Monday, November 5, 2007
Posted by D. Daniel Sokol
The UK Competition Commission released its provisional findings on grocery competition. In its news release, the CC reported:
In its provisional findings report, published today, the CC states that a lack of competition in certain local markets not only disadvantages consumers in those areas but also allows retailers to weaken their offer to consumers nationally. Further, some retailer land holdings and other practices, such as restrictive covenants, mean that competition is not as effective as it could be in a number of areas.

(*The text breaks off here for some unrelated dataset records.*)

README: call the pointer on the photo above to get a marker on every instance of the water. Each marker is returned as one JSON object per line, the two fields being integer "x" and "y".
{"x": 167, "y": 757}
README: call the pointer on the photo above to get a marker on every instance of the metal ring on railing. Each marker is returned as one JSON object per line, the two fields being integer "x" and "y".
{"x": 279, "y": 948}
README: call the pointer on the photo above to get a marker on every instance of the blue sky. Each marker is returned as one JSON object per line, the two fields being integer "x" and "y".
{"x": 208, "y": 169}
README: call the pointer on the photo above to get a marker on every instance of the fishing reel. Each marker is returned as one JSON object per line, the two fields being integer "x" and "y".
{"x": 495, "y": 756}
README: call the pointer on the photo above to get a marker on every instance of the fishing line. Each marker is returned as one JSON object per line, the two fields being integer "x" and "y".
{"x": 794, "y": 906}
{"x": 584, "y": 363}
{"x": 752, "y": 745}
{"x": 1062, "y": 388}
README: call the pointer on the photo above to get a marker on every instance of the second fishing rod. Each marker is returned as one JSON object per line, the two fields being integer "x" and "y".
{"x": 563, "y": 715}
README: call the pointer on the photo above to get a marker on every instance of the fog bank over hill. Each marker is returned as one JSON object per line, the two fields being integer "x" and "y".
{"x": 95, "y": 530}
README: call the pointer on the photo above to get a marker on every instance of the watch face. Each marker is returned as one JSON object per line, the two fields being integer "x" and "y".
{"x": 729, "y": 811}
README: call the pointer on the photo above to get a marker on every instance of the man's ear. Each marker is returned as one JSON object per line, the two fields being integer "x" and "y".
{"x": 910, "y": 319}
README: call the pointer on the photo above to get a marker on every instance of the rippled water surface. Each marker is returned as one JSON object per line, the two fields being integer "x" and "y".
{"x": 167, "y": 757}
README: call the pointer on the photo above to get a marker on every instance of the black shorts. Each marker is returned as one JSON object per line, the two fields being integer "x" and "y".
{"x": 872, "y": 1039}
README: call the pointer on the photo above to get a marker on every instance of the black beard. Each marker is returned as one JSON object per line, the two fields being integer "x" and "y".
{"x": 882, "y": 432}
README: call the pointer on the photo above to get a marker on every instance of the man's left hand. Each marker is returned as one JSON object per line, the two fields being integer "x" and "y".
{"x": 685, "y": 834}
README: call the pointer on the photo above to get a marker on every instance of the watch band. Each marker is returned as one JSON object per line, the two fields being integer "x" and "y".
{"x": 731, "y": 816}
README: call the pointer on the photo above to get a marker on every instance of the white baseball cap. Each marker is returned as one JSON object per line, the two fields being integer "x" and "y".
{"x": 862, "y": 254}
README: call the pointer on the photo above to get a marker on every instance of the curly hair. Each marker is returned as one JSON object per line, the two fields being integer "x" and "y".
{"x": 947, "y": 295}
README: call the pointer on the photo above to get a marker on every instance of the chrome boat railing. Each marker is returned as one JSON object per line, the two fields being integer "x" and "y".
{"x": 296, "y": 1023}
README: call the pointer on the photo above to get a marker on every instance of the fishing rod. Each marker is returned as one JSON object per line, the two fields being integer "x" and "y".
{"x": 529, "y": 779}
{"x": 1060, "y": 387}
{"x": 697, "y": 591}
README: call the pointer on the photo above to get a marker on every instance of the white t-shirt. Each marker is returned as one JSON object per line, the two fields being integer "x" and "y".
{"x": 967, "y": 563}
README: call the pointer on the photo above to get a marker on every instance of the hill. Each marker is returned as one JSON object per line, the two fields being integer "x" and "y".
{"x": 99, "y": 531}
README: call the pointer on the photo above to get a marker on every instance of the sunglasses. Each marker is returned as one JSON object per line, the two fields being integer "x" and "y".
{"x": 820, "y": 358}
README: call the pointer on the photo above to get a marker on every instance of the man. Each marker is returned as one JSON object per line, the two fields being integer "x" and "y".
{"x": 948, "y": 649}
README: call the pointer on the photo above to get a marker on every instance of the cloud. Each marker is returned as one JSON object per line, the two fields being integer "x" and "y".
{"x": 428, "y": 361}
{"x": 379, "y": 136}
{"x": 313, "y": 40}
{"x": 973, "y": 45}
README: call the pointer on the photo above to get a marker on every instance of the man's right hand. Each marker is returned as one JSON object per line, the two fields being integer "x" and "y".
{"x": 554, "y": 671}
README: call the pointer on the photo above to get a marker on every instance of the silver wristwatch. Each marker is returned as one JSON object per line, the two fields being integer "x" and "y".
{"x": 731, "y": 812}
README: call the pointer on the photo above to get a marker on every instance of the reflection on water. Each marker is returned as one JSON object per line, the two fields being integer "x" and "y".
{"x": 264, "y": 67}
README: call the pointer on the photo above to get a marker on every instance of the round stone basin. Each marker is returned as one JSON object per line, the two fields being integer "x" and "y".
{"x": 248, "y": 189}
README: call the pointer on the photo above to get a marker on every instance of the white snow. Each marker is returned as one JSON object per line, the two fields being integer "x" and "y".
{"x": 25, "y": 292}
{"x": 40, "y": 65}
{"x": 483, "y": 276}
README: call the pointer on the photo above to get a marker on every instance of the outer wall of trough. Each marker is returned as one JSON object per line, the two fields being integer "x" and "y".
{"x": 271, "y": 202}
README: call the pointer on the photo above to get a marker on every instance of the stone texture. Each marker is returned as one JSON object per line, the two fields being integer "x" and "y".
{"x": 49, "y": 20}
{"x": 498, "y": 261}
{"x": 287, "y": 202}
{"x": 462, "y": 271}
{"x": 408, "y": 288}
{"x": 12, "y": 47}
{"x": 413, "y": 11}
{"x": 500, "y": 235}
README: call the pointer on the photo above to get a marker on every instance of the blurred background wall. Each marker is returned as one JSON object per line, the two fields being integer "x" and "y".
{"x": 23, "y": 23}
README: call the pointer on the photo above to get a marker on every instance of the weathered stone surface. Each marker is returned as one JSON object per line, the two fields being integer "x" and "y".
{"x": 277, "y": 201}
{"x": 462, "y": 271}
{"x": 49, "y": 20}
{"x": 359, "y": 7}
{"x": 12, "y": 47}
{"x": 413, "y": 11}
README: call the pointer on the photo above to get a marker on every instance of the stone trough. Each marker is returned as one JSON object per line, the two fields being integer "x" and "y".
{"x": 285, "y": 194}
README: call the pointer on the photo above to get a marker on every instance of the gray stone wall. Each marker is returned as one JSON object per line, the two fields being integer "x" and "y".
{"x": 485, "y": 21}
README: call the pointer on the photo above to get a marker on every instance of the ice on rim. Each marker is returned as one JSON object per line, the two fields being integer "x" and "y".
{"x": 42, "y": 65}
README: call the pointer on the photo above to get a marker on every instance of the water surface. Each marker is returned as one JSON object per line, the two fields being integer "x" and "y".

The CC is also concerned about the ability of grocery retailers to transfer excessive risk and costs to suppliers through various purchasing practices, such as retrospective changes to supply agreements. The CC considers that these practices could damage investment and innovation in the supply chain to the ultimate detriment of consumers.
The CC will now consider a range of measures to address these concerns before deciding on its final remedies. Options under consideration include the lifting of restrictive covenants and exclusivity arrangements, sales of land holdings, and recommending changes to the planning system to place greater weight on competition and choice. The CC will also consider changes to the Supermarkets Code of Practice (SCOP), which regulates retailer-supplier relationships.
The CC has identified findings regarding market definition, concentration, barriers to entry, effects on convenience stores and small retailers, coordination between grocery stores, supply chain issues, and remedies. Moreover, the CC has asked interested parties to respond. Hopefully the UK experience will have lots to teach those in other countries thinking about supermarket issues.